La diaphonie entre le ministère de l’Industrie et Bombardier était aussi visible le 6 mai à l’annexe casablancaise du ministère. Annoncé comme participant à la conférence de presse, le vice-président de Bombardier Maroc Stephen Orr était bien présent dans les locaux… mais s’est éclipsé avant le début de la conférence, sans répondre aux questions des journalistes. Interrogé sur ce point, Moulay Hafid Elalamy répond sans sourciller : “Il a du rendre des comptes, mais il faut savoir comment se passe le business à l’international. Dans ce genre de process, vous entrez sous NDA (accord de non-divulgation, ndlr). C’est la confidentialité la plus totale. C’est absolument impossible de divulguer une information.”

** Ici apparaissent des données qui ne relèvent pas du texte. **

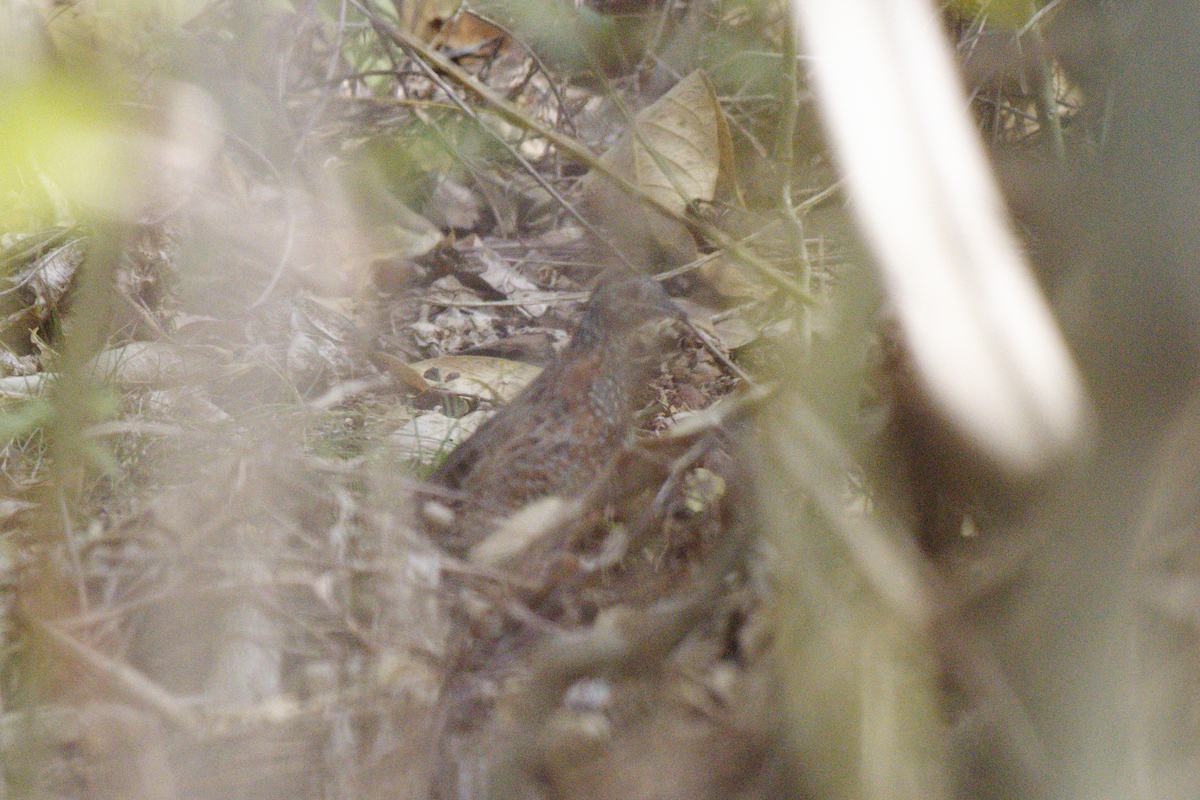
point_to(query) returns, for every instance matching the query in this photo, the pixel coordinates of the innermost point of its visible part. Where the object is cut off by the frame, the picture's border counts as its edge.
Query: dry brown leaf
(677, 152)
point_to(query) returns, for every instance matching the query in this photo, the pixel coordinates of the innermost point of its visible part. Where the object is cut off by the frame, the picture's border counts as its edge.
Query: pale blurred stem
(785, 149)
(1044, 100)
(75, 395)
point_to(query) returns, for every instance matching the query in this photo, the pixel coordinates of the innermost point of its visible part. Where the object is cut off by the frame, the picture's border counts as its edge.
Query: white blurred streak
(978, 329)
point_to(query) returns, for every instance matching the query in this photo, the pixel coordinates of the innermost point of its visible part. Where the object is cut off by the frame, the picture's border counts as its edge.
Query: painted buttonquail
(559, 433)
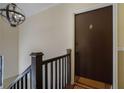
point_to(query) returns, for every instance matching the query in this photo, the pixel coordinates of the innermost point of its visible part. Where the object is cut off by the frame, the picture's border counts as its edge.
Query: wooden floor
(85, 83)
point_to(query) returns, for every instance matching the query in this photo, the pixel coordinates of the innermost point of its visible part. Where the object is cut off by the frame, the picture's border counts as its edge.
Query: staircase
(54, 73)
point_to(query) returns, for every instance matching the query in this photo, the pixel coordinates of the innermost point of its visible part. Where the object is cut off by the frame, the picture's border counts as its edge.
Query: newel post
(69, 66)
(36, 75)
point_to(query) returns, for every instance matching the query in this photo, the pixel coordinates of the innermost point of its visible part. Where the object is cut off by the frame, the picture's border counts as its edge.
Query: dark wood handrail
(35, 71)
(52, 59)
(20, 76)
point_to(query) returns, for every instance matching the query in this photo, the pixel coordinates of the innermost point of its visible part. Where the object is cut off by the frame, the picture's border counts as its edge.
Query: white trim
(115, 50)
(121, 49)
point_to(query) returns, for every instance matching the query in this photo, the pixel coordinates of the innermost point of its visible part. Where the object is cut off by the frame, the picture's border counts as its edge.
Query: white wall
(50, 32)
(9, 48)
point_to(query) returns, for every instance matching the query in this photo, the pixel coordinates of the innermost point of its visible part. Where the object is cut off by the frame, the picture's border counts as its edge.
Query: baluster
(17, 84)
(26, 82)
(22, 83)
(36, 70)
(46, 76)
(65, 70)
(51, 75)
(56, 74)
(14, 86)
(69, 66)
(62, 73)
(59, 73)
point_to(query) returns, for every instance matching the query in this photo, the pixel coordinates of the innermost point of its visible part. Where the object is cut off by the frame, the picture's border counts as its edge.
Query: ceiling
(31, 8)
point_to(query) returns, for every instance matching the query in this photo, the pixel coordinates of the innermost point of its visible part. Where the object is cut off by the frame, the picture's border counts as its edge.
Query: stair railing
(52, 73)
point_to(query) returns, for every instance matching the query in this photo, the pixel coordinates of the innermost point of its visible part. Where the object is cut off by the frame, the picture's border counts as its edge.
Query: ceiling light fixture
(13, 14)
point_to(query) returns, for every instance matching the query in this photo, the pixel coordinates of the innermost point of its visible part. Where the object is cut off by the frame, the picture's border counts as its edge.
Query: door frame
(115, 48)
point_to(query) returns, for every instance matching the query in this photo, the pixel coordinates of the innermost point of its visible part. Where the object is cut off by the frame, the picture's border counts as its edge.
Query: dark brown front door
(94, 44)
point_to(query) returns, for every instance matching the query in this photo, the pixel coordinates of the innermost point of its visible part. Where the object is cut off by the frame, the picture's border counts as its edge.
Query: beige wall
(9, 48)
(51, 32)
(121, 44)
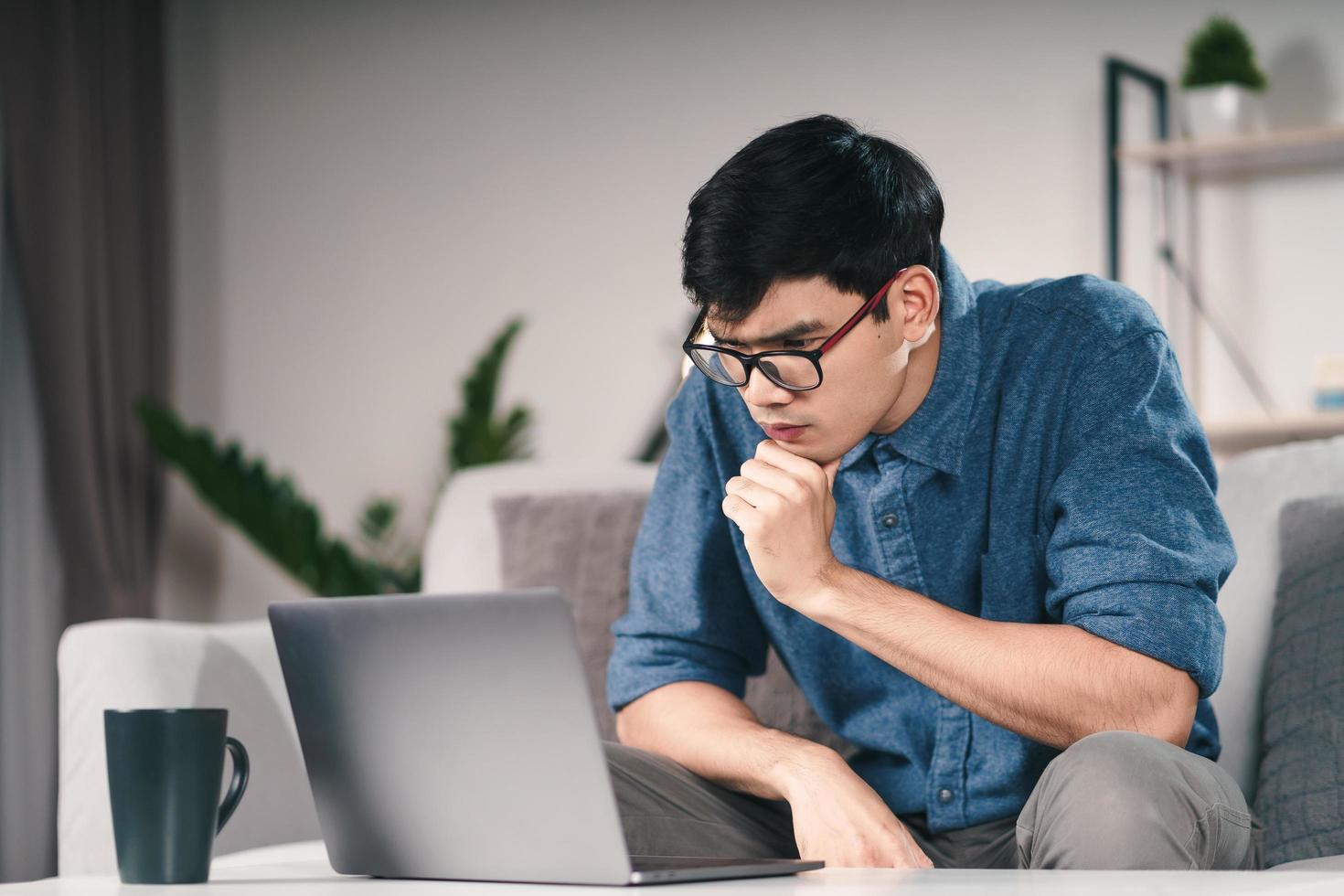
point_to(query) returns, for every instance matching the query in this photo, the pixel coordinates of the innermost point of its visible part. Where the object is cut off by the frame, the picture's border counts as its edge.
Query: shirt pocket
(1012, 581)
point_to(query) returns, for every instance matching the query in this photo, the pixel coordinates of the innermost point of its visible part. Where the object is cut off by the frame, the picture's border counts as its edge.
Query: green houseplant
(285, 526)
(1221, 82)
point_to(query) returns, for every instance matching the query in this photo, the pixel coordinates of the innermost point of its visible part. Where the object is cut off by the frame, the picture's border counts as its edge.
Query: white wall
(366, 191)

Quels engagements pour les emplois ?

Repreneur ou pas repreneur, qu’adviendra-t-il des emplois, pilier de la politique de relance industriel portée par le ministère depuis 2014 ? “Bombardier ne peut pas vendre l’usine du Maroc sans respecter ses engagements. C’est impossible. Maintenant que Bombardier négocie, plus cinq, moins dix, etc… ce sont aux actionnaires de parler, pas aux partenaires,” déclare le ministre de l’Industrie. Il ajoute : “quand on transfert un contrat, on le transfère avec ses responsabilités”. Ces responsabilités, en l’occurence, c’est un objectif de passer à 850 emplois à horizon 2020.

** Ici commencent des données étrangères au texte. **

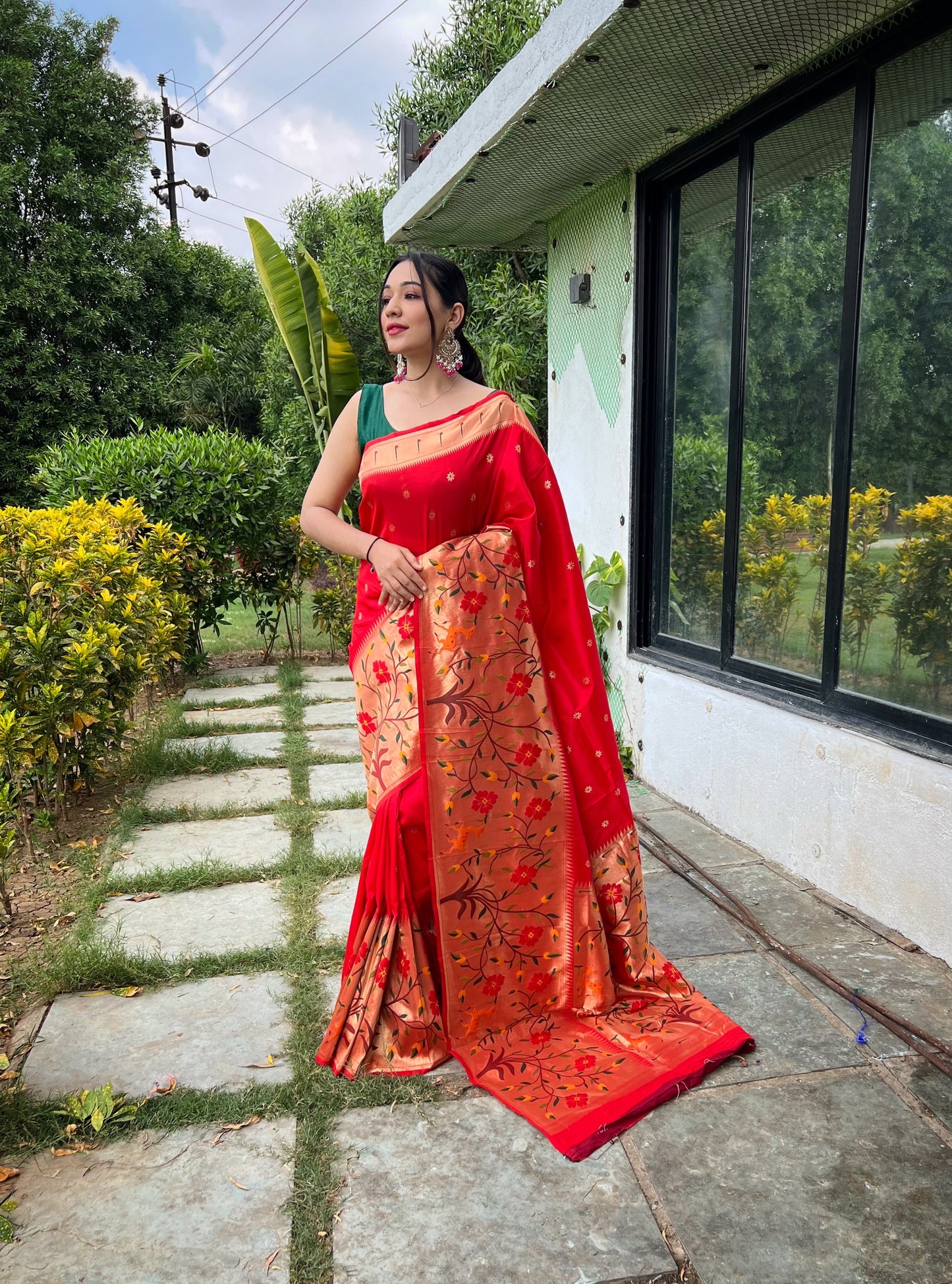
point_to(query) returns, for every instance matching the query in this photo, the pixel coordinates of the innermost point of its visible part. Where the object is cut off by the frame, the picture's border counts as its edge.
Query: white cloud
(326, 129)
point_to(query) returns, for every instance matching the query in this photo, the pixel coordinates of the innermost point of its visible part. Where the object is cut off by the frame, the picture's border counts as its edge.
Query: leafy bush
(223, 491)
(94, 609)
(923, 601)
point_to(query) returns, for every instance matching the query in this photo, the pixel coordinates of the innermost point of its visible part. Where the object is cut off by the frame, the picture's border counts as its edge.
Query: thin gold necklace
(424, 405)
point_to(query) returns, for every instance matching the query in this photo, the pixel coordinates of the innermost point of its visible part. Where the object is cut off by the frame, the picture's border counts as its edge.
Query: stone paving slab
(791, 1034)
(208, 1034)
(343, 832)
(158, 1209)
(683, 923)
(326, 673)
(252, 744)
(238, 841)
(916, 987)
(335, 907)
(334, 780)
(223, 695)
(337, 740)
(327, 691)
(249, 786)
(928, 1084)
(829, 1179)
(793, 916)
(266, 716)
(698, 840)
(207, 921)
(879, 1040)
(341, 713)
(471, 1192)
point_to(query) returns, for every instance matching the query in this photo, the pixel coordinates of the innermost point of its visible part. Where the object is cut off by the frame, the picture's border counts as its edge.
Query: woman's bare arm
(395, 567)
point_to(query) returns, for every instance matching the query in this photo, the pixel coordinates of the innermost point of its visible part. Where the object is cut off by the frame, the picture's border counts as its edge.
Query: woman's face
(405, 318)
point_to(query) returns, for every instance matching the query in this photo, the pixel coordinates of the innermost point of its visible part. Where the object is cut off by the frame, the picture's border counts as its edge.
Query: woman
(501, 914)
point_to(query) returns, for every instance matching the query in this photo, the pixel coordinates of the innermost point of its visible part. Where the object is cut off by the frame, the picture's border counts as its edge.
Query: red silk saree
(501, 912)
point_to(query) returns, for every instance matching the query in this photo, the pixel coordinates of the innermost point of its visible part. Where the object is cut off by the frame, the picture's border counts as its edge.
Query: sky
(326, 129)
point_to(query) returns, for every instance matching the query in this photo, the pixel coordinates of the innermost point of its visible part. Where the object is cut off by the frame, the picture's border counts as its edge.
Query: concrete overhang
(607, 85)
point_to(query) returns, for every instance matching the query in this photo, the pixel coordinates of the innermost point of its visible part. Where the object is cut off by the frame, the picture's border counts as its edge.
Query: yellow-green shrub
(93, 610)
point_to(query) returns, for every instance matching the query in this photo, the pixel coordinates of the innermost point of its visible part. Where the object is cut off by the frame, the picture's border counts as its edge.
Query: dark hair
(449, 283)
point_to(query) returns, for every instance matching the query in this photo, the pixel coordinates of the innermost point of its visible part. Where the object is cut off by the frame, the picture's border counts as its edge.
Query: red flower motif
(612, 894)
(472, 601)
(484, 802)
(518, 684)
(537, 808)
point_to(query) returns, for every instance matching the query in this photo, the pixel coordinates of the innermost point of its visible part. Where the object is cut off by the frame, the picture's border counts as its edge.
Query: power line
(276, 219)
(322, 67)
(252, 148)
(195, 93)
(254, 54)
(213, 220)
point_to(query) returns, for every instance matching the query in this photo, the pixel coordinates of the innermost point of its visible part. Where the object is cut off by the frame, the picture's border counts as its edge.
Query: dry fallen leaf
(234, 1128)
(163, 1086)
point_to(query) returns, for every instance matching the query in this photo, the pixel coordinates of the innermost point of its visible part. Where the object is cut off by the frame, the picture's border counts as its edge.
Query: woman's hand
(397, 570)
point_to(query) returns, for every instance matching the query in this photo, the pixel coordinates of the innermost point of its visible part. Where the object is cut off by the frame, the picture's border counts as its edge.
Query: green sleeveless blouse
(371, 421)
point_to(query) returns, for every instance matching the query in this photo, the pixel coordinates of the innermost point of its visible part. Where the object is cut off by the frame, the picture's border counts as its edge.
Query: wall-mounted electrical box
(580, 288)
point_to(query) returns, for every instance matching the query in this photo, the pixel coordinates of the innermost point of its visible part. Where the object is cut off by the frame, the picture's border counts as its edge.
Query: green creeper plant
(318, 348)
(94, 1107)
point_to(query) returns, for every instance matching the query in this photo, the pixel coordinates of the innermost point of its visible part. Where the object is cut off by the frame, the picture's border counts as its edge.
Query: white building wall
(862, 819)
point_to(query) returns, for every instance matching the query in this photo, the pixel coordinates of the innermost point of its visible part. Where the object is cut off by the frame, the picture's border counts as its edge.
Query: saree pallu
(501, 914)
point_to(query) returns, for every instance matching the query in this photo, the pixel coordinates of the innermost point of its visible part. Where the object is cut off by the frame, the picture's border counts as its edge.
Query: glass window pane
(698, 395)
(801, 200)
(897, 616)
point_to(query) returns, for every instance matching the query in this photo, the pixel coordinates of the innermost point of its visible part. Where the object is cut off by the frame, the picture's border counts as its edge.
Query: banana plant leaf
(341, 372)
(283, 291)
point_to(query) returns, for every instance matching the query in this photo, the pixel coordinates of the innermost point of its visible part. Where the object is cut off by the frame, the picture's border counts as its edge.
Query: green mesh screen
(596, 235)
(666, 71)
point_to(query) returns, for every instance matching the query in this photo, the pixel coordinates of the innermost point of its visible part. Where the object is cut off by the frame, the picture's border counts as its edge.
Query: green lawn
(240, 635)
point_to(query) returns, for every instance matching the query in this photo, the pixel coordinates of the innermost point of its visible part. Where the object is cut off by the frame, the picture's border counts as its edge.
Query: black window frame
(655, 235)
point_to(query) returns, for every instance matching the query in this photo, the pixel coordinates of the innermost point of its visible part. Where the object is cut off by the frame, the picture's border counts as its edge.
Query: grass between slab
(93, 961)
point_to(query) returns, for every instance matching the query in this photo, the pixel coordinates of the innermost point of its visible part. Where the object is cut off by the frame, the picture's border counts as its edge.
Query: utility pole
(166, 192)
(170, 153)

Au-delà du maintien des emplois, en cas de reprise par un sous-traitant, quid de la nouvelle nature des activités ? Les emplois seront-ils requalifiés ? Lorsque la question est posée,  il y a comme un blanc. Puis le ministre répond  – “la réponse est non, ce repreneur va apporter des qualifications supérieures” – puis refile la patate chaude à Hamid Benbrahim El Andaloussi, président de l’Institut des métiers de l’aéronautique (IMA) : “c’est une chance pour le Maroc d’avoir d’autres acteurs encore plus lourds sur le marché comme Spirit ou GKN qui nous permettrons de rentrer dans un marché encore plus fort technologiquement”.

Il poursuit : “Nous travaillons depuis quelques mois sur la phase 2 de l’extension de Bombardier. La récente nouvelle n’a rien changé au travail qui est en cours. Les équipes fonctionnent et notre objectif est que cette phase soit ouverte au printemps prochain. Bombardier change de propriétaire, mais c’est une chance extraordinaire pour le Maroc. Que le Maroc fasse venir Spirit, qui fait les cabines d’Airbus ou GKN qui est un acteur majeur dans le composite aérien, c’est une double chance pour nous !” explique le président de l’IMA. Sauf que, comme Moulay Hafid Elalamy a eu l’occasion de le répéter à propos de tractations dans le secteur de l’automobile : “Rien n’est joué tant que le contrat n’est pas signé”.